May 30th, 2016

Star Wars - Fly away...

R.I.P., B.A.S.

Big-Ass Sandwiches was a good place.


Yesterday was the last day for Brian and Lisa Wood's restaurant. The Woods decided to end it after seven years, six as a cart in various parts of Portland and one as a brick-and-mortar in NE. It won't reopen, as a restaurant or a cart.

I am trying to avoid writing Thoughts on what I think this means, or to speculate on what Lisa and Brian will do next: instead, I want just to report. I spent several hours Saturday and Sunday at the restaurant. I watched. I ate. Saturday started slowly — at opening at 11:00 I was one of three people waiting — but ramped up to a steady flow and, eventually, a full restaurant; a family pushed together two tables for their midday meal. A cab driver parked his cab in NE Glisan's middle turn lane and ordered a veggie sandwich to go. Another early customer was making a specific stop at BAS while passing through Portland. (People have come from literally all over the world to visit this shop.)
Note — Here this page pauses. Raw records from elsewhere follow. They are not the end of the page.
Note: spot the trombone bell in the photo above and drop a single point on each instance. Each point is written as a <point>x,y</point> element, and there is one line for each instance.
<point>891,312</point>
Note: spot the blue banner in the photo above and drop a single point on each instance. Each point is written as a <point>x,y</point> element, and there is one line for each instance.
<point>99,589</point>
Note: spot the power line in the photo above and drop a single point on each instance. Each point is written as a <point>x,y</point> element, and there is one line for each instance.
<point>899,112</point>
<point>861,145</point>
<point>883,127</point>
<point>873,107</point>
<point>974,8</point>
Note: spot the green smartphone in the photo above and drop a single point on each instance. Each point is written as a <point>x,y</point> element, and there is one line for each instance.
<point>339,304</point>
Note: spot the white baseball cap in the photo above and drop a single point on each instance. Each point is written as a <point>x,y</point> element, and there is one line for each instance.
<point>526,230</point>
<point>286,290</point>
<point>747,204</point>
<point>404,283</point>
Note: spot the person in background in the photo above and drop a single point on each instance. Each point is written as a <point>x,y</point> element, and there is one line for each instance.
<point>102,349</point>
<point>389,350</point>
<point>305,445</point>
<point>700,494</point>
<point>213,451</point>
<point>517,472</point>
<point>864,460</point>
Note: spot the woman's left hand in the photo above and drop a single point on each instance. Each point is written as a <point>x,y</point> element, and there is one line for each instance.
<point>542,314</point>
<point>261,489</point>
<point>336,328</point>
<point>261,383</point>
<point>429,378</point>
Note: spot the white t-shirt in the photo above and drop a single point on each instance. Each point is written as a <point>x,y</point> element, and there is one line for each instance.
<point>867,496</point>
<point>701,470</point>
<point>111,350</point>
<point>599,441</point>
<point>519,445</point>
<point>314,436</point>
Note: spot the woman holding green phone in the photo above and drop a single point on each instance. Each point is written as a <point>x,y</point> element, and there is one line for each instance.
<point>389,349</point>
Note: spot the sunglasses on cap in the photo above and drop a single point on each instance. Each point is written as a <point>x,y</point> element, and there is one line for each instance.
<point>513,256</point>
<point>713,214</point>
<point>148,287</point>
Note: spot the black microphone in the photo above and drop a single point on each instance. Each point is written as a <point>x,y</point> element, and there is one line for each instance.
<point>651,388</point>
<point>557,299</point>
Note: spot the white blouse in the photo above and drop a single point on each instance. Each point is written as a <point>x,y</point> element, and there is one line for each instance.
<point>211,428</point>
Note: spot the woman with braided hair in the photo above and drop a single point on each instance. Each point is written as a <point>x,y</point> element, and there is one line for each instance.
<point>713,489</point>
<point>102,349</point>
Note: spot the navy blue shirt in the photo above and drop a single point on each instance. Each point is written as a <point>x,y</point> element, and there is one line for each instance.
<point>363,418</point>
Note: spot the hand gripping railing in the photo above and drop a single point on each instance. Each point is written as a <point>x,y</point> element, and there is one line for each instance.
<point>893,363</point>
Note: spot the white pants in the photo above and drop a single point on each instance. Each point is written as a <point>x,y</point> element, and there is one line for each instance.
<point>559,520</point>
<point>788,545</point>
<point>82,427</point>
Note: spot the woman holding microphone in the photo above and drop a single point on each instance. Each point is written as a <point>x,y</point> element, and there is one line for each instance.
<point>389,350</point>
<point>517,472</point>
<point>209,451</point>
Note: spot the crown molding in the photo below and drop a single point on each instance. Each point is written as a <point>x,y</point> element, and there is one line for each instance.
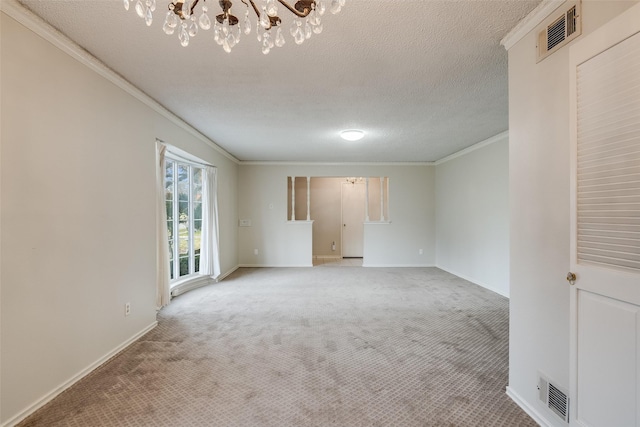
<point>36,24</point>
<point>529,22</point>
<point>497,138</point>
<point>282,163</point>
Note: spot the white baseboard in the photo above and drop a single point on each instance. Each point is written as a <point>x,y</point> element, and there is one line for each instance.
<point>74,379</point>
<point>365,264</point>
<point>274,266</point>
<point>191,285</point>
<point>531,411</point>
<point>477,282</point>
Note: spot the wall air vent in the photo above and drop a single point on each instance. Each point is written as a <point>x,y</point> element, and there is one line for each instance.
<point>553,398</point>
<point>559,30</point>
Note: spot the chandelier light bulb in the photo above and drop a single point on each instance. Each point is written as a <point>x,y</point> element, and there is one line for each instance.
<point>227,28</point>
<point>352,134</point>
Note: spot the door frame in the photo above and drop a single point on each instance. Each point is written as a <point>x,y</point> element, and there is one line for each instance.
<point>343,183</point>
<point>615,31</point>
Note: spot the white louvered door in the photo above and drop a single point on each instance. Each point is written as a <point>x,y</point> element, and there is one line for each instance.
<point>605,220</point>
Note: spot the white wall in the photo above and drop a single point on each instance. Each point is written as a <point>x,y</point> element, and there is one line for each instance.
<point>539,205</point>
<point>78,216</point>
<point>411,207</point>
<point>472,214</point>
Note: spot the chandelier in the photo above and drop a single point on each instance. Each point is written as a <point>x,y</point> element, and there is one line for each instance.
<point>227,28</point>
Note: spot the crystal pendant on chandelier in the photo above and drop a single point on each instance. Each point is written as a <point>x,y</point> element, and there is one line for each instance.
<point>183,36</point>
<point>204,21</point>
<point>184,18</point>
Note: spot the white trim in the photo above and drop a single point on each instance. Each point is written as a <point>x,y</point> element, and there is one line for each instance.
<point>282,163</point>
<point>36,24</point>
<point>397,265</point>
<point>496,138</point>
<point>275,265</point>
<point>327,257</point>
<point>191,284</point>
<point>74,379</point>
<point>532,412</point>
<point>474,281</point>
<point>530,22</point>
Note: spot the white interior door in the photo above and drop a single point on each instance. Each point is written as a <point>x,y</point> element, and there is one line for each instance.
<point>353,215</point>
<point>605,225</point>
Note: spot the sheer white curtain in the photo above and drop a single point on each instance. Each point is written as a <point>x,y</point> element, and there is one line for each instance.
<point>163,293</point>
<point>209,246</point>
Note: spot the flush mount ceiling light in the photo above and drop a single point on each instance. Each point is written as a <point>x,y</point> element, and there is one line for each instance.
<point>352,134</point>
<point>227,28</point>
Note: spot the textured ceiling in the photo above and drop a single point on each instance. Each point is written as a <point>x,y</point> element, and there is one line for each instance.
<point>422,78</point>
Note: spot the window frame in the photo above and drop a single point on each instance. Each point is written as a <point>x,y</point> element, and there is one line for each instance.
<point>193,266</point>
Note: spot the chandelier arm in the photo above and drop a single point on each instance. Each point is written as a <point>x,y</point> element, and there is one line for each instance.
<point>293,10</point>
<point>193,6</point>
<point>255,9</point>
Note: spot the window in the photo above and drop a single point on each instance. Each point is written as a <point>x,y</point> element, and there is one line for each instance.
<point>183,189</point>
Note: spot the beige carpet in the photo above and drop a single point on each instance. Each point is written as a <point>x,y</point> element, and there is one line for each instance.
<point>317,346</point>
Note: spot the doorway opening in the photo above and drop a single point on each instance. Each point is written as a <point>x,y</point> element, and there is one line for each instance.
<point>339,207</point>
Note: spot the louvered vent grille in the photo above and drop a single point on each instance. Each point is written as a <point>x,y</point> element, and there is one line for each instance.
<point>562,29</point>
<point>554,398</point>
<point>558,402</point>
<point>572,21</point>
<point>608,117</point>
<point>556,33</point>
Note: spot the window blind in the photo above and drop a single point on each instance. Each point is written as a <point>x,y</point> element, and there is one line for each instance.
<point>608,158</point>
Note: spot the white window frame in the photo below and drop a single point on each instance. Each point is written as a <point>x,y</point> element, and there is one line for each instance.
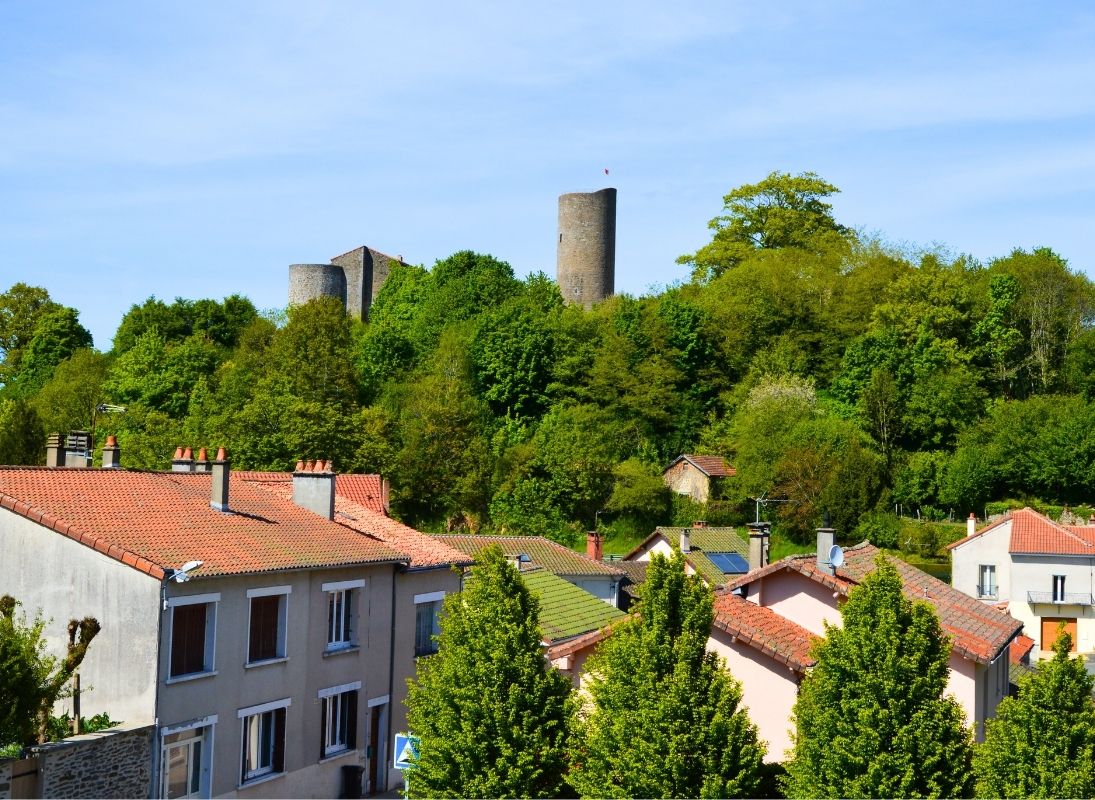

Good people Mikey Neilson, Allen Bethel and David Walker showed up, and I got to visit and listen to them, always a pleasure. (Neilson and Bethel just ended their longtime podcast Chronicles of the Nerds, and are preparing a future show I don't know any details of yet; Walker, after years of working to get to this point, is getting major jobs writing comics, such as a just-wrapped-up Shaft story for Dynamite and the ongoing Marvel title Power Man and Iron Fist; trust me, Walker is a good fit for writing Luke Cage.)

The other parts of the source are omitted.